The paper tackles the problem of assessing power grid vulnerability by exploring adversarial attacks through modifications of transmission line protection settings to maximize network degradation due to cascading, using a Bayesian optimization method that is agnostic to the cascade simulator. Numerical experiments show that maximally misconfiguring all lines does not cause the most cascading, and even with limited misconfiguration, settings can produce cascades comparable to those with no constraints.
Measures of power grid vulnerability are often assessed by the amount of damage an adversary can exact on the network. However, the cascading impact of such attacks is often overlooked, even though cascades are one of the primary causes of large-scale blackouts.

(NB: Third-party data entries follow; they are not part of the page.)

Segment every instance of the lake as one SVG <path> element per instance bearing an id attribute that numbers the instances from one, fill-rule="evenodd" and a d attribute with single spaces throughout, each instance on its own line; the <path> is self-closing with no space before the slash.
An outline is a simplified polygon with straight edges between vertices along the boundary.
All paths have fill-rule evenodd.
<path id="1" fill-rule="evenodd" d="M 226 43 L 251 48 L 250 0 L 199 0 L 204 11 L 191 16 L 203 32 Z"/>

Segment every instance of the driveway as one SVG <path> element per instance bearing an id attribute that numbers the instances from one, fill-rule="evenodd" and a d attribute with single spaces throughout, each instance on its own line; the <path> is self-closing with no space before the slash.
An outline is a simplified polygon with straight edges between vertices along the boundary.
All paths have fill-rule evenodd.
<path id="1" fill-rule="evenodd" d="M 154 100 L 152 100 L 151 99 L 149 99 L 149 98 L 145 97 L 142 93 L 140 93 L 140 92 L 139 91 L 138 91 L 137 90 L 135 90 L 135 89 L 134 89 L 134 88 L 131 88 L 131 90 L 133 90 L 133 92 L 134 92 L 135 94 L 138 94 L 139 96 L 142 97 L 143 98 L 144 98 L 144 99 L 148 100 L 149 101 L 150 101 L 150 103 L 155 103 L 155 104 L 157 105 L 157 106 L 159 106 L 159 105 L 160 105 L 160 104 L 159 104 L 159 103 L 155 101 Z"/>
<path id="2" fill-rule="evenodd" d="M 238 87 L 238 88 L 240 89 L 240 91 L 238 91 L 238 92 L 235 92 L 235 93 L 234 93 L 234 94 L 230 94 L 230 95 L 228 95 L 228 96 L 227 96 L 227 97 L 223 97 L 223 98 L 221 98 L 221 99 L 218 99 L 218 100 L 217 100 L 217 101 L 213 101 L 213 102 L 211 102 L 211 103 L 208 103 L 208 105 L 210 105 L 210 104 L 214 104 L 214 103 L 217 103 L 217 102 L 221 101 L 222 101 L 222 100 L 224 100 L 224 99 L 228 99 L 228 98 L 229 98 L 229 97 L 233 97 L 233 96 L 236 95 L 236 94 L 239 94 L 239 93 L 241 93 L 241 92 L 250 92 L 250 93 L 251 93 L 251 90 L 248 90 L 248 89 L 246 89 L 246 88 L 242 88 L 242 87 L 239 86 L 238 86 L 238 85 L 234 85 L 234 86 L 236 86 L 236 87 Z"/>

This paper explores modifications of transmission line protection settings as candidates for adversarial attacks, which can remain undetectable as long as the network equilibrium state remains unaltered. This forms the basis of a black-box function in a Bayesian optimization procedure, where the objective is to find protection settings that maximize network degradation due to cascading. Notably, our proposed method is agnostic to the choice of the cascade simulator and its underlying assumptions. Numerical experiments reveal that, against conventional wisdom, maximally misconfiguring the protection settings of all network lines does not cause the most cascading. More surprisingly, even when the degree of misconfiguration is limited due to resource constraints, it is still possible to find settings that produce cascades comparable in severity to instances where there are no resource constraints.